Образцы безоглядной воли | страница 77



Таковы были предположения, однако дело обернулось совсем иначе. В действительности живопись и фотография демонстрируют, скорее, не столько соперничество или замену одного другим, сколько параллельное развитие. И на другом уровне то же самое происходит с театром и кино. Возможности театра, связанные с выходом за рамки психологического реализма и движением к большей абстрактности, равным образом относятся к будущему нарративного кино. И напротив, представление о кино как об очевидце реальной жизни, как о свидетельстве, а не о вымысле или трюке, как об анализе коллективной исторической ситуации, а не описании вымышленных личных «драм», представляется столь же актуальным для театра. Рядом с документальными фильмами и их современным наследником, cinéma vérité, можно поместить новый документальный театр, так называемый «театр факта», примерами которого служат пьесы Хоххута, «Дознание» Вайса, недавний спектакль Питера Брука «Мы», поставленный в Лондоне в Королевском Шекспировском театре.

Несмотря на предписания Панофского, у театра и кино, похоже, нет причин для отказа от взаимного обмена, чем они постоянно занимаются.

О влиянии театра на кино в первые годы истории кинематографа хорошо известно. По мнению Зигфрида Кракауэра, необычное освещение в «Докторе Калигари» (и многих других немецких фильмах начала 1920-х) восходит к экспериментам со светом, которые Макс Рейнхардт использовал незадолго до того в театральной постановке пьесы Рейнхарда Зорге «Нищий». Но даже в тот период влияние было взаимным. Достижения «экспрессионистского кино» немедленно были усвоены экспрессионистским театром. С появлением в кинематографе техники «съемки из диафрагмы» ее стали применять и в театральном освещении, выхватывая из темноты одинокую фигуру актера или часть сцены. Вращающиеся декорации были попыткой подражать мгновенному перемещению глаза кинокамеры. (Совсем недавно появились сообщения об оригинальной технике освещения в ленинградском театре им. Горького, которым с 1956 года руководит Георгий Товстоногов, позволяющей невероятно быстро чередовать сцены с помощью горизонтального светового занавеса.)

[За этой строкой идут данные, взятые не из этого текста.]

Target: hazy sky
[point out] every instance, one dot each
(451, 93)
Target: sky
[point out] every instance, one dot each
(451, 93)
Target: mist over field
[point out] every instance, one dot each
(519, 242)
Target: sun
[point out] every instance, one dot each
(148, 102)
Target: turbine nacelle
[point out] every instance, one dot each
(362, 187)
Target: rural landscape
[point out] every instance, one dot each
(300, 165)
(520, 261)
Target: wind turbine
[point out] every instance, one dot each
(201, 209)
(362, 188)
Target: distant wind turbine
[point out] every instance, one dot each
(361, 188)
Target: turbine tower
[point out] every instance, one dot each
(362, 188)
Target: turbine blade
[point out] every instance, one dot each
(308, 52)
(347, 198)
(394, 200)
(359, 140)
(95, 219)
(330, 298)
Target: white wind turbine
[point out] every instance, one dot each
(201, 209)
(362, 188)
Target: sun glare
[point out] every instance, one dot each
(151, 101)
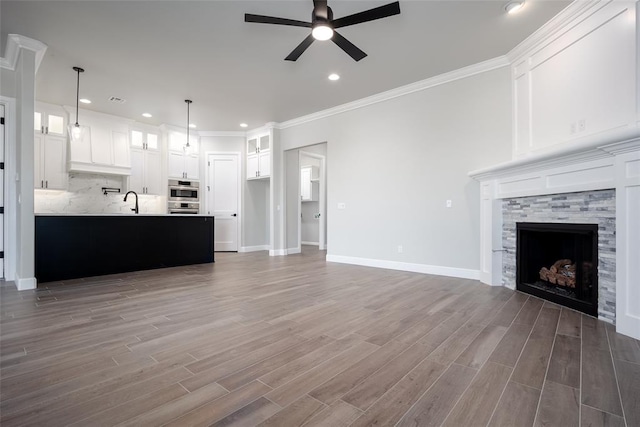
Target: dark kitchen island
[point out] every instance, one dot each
(76, 246)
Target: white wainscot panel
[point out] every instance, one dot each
(602, 175)
(519, 186)
(582, 84)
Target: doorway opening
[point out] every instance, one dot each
(306, 198)
(312, 203)
(223, 199)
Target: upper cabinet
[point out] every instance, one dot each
(50, 120)
(50, 143)
(105, 146)
(146, 173)
(259, 157)
(183, 161)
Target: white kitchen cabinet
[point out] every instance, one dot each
(309, 183)
(259, 157)
(49, 120)
(104, 147)
(50, 169)
(184, 163)
(145, 163)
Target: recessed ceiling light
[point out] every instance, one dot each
(322, 32)
(514, 6)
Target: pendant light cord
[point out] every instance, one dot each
(78, 70)
(188, 101)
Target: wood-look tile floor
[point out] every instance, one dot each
(288, 341)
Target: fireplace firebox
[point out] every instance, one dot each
(559, 262)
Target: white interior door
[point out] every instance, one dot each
(223, 199)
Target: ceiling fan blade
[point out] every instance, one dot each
(299, 50)
(320, 9)
(351, 49)
(368, 15)
(261, 19)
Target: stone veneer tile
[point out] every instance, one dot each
(588, 207)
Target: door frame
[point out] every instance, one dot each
(322, 203)
(208, 177)
(10, 198)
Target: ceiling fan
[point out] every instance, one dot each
(323, 26)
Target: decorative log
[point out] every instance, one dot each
(561, 273)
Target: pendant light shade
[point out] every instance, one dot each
(77, 132)
(188, 101)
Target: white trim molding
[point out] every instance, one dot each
(15, 42)
(437, 270)
(245, 249)
(27, 283)
(241, 134)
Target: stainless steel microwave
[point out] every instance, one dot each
(184, 191)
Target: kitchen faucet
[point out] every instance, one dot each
(135, 194)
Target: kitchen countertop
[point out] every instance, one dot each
(120, 215)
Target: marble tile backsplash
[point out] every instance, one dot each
(85, 196)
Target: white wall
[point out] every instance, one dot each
(395, 163)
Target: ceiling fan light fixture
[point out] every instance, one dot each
(322, 32)
(514, 6)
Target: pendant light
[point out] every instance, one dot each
(188, 101)
(76, 132)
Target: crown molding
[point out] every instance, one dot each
(222, 133)
(563, 21)
(458, 74)
(15, 42)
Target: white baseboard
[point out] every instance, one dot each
(254, 248)
(26, 283)
(437, 270)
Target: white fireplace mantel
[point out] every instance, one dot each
(580, 167)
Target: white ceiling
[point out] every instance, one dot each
(156, 54)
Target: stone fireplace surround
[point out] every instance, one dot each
(588, 207)
(584, 183)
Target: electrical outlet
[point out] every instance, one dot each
(582, 125)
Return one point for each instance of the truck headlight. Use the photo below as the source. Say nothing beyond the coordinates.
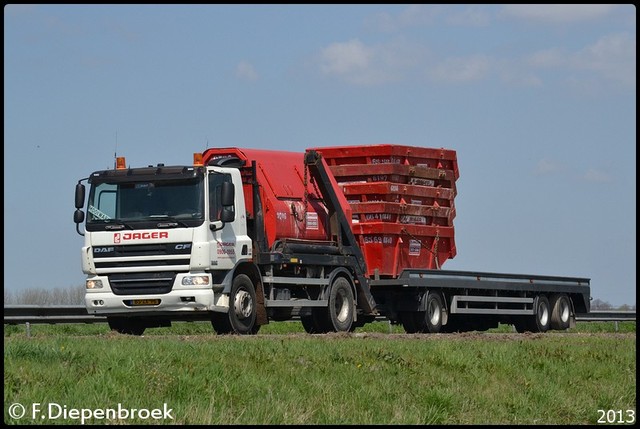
(94, 284)
(195, 281)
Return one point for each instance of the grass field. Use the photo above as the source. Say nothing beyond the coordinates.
(376, 375)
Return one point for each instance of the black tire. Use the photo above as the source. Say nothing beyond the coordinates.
(429, 321)
(560, 312)
(433, 316)
(243, 306)
(341, 308)
(126, 325)
(220, 323)
(410, 321)
(542, 314)
(521, 323)
(315, 321)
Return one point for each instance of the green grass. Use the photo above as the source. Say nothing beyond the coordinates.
(282, 376)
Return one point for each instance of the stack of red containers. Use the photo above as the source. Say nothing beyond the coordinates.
(403, 203)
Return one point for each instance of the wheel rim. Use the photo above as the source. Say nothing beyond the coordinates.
(434, 313)
(243, 304)
(543, 314)
(564, 311)
(342, 306)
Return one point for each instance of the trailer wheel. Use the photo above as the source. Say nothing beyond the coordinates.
(429, 321)
(560, 311)
(433, 316)
(126, 325)
(341, 305)
(542, 314)
(243, 306)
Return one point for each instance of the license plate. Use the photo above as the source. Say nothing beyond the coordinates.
(145, 302)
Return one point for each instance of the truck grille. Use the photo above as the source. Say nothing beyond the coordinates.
(132, 256)
(123, 256)
(142, 283)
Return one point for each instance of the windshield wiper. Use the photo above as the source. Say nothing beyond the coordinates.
(117, 226)
(171, 222)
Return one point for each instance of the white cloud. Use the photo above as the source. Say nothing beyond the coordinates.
(461, 69)
(613, 57)
(413, 15)
(246, 71)
(470, 17)
(357, 63)
(596, 176)
(557, 13)
(546, 167)
(345, 58)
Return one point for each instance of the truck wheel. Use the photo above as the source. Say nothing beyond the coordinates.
(220, 323)
(316, 321)
(542, 314)
(243, 306)
(560, 311)
(341, 305)
(126, 325)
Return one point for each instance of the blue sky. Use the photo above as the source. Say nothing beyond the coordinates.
(539, 102)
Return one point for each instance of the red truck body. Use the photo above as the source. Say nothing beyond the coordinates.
(400, 200)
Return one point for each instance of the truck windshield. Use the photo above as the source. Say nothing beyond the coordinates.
(143, 204)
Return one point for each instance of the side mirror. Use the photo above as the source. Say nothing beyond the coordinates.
(228, 194)
(79, 197)
(78, 216)
(227, 215)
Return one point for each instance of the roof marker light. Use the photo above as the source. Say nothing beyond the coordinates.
(121, 163)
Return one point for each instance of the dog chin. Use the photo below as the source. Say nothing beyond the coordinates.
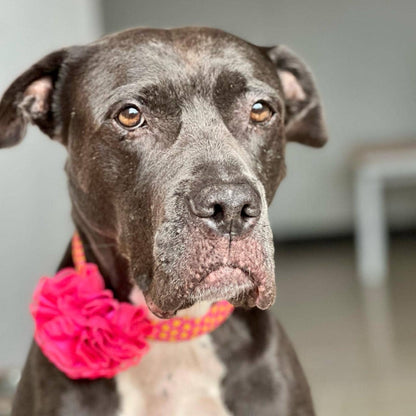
(233, 284)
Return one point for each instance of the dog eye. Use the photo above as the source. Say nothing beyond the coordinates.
(130, 117)
(260, 112)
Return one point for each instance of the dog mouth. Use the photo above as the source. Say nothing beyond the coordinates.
(226, 282)
(236, 285)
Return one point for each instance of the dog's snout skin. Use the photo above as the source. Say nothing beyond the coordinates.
(175, 205)
(228, 209)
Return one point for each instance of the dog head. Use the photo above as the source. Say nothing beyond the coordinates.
(176, 142)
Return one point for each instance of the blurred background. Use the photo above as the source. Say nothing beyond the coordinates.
(344, 219)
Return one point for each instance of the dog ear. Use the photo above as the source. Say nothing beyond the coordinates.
(30, 99)
(303, 112)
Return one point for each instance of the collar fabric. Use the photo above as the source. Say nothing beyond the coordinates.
(87, 333)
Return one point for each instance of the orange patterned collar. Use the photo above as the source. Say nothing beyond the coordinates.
(174, 329)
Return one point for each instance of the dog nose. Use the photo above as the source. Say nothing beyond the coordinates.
(227, 208)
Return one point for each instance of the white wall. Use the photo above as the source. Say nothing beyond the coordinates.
(363, 55)
(35, 224)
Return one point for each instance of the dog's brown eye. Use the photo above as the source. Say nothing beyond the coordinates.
(260, 112)
(130, 117)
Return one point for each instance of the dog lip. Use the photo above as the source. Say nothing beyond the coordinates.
(156, 310)
(224, 282)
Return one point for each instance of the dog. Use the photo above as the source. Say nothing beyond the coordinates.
(176, 145)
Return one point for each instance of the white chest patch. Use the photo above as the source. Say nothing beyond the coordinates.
(175, 379)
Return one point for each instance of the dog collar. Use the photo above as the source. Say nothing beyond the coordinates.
(87, 333)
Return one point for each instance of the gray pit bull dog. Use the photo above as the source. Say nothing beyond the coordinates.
(176, 142)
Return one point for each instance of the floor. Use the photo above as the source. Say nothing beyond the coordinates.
(358, 347)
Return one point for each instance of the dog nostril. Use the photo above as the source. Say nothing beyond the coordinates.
(218, 213)
(249, 211)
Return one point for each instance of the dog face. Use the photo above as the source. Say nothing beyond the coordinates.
(175, 146)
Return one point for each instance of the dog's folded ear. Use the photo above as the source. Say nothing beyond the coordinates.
(303, 112)
(30, 99)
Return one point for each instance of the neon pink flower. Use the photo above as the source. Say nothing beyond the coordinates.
(82, 329)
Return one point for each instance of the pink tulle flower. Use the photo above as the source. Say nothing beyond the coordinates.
(82, 329)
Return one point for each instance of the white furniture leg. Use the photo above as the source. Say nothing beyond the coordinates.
(371, 232)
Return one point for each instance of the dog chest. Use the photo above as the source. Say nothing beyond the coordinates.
(176, 379)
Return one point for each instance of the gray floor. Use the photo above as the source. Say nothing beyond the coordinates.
(358, 347)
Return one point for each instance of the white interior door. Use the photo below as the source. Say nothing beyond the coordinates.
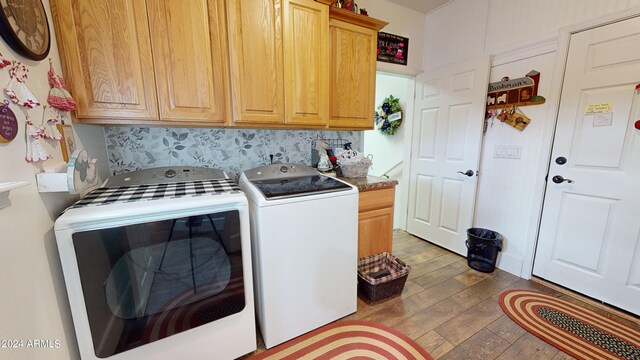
(447, 134)
(589, 237)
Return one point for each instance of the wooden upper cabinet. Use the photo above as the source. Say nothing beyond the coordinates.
(306, 62)
(107, 58)
(189, 41)
(256, 60)
(353, 43)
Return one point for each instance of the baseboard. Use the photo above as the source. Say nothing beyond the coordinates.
(587, 300)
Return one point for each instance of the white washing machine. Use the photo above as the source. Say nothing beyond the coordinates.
(157, 265)
(304, 237)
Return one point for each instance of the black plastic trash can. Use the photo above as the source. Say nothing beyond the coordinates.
(483, 246)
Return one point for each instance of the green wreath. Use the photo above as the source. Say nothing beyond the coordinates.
(388, 116)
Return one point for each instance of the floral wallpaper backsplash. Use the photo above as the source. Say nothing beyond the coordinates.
(232, 150)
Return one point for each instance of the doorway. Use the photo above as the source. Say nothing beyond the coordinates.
(589, 238)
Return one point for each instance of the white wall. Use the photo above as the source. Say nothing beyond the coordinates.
(388, 150)
(523, 34)
(454, 32)
(404, 22)
(33, 302)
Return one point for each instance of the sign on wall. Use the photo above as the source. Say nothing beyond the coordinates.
(393, 48)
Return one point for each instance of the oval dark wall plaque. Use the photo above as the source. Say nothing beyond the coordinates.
(8, 123)
(393, 48)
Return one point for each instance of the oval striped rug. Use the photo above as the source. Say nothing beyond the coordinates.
(577, 331)
(349, 339)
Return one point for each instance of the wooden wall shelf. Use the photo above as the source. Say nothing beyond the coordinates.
(524, 103)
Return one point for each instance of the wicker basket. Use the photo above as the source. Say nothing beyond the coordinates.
(355, 171)
(374, 289)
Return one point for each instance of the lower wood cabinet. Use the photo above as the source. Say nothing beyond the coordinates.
(375, 221)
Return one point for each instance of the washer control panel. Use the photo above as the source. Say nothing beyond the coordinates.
(165, 175)
(279, 171)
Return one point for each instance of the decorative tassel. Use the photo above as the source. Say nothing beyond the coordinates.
(4, 62)
(35, 149)
(17, 89)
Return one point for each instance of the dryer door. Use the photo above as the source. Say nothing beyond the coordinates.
(144, 282)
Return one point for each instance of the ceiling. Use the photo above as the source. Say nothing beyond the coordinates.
(423, 6)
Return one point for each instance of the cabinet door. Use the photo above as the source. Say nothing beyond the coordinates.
(353, 75)
(188, 39)
(306, 61)
(375, 231)
(256, 60)
(107, 58)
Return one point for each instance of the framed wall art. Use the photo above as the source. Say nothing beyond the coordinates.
(393, 48)
(24, 26)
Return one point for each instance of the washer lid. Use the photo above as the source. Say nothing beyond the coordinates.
(165, 175)
(273, 189)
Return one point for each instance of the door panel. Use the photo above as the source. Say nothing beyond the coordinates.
(306, 62)
(352, 72)
(446, 139)
(589, 233)
(107, 58)
(187, 43)
(256, 60)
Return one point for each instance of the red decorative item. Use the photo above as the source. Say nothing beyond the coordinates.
(17, 90)
(8, 123)
(4, 62)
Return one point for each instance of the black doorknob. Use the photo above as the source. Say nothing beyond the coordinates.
(559, 179)
(469, 173)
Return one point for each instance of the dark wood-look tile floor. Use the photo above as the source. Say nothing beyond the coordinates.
(453, 312)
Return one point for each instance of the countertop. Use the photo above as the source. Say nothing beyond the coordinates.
(370, 183)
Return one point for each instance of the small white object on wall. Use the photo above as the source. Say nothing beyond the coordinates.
(80, 175)
(5, 189)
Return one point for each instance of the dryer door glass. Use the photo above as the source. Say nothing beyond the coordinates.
(144, 282)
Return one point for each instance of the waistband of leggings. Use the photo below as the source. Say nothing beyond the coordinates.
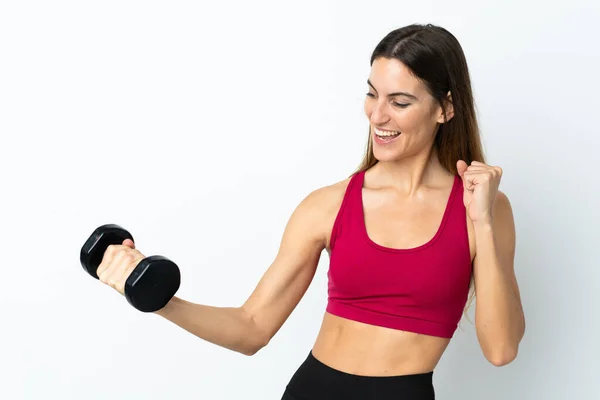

Сегодня технические приемы передаются в одном направлении: от кино к театру. В частности, во Франции, Центральной и Восточной Европе многие театральные постановки вдохновлены кинематографом. Стремление к использованию новых кинематографических средств на театральной сцене (я исключаю откровенное использование фильмов в театральном производстве) в основном совершенствует театральный опыт, приближая его к абсолютному контролю над потоком и направленностью зрительского внимания. Однако концепция спектакля может быть еще более кинематографичной. Примером служит спектакль по пьесе братьев Чапеков «Из жизни насекомых», поставленный в Чешском национальном театре в Праге Йозефом Свободой (и недавно показанный в Лондоне), который откровенно попытался ввести на сцене опосредованное изображение, равноценное прерывистому усилению эффекта камеры. По описанию лондонской критики, «декорация состоит из двух больших граненых зеркал, висящих под углом к сцене, так что в них отражается все происходящее, преломляясь, как в пробке графина или многократно увеличенном мушином глазе. Любая фигура, помещенная в основание угла, умножается от пола до авансцены; далее зритель обнаруживает, что смотрит на нее не только из положения лицом к лицу, но и cверху, с выгодной позиции кинокамеры, прикрепленной к птице или вертолету».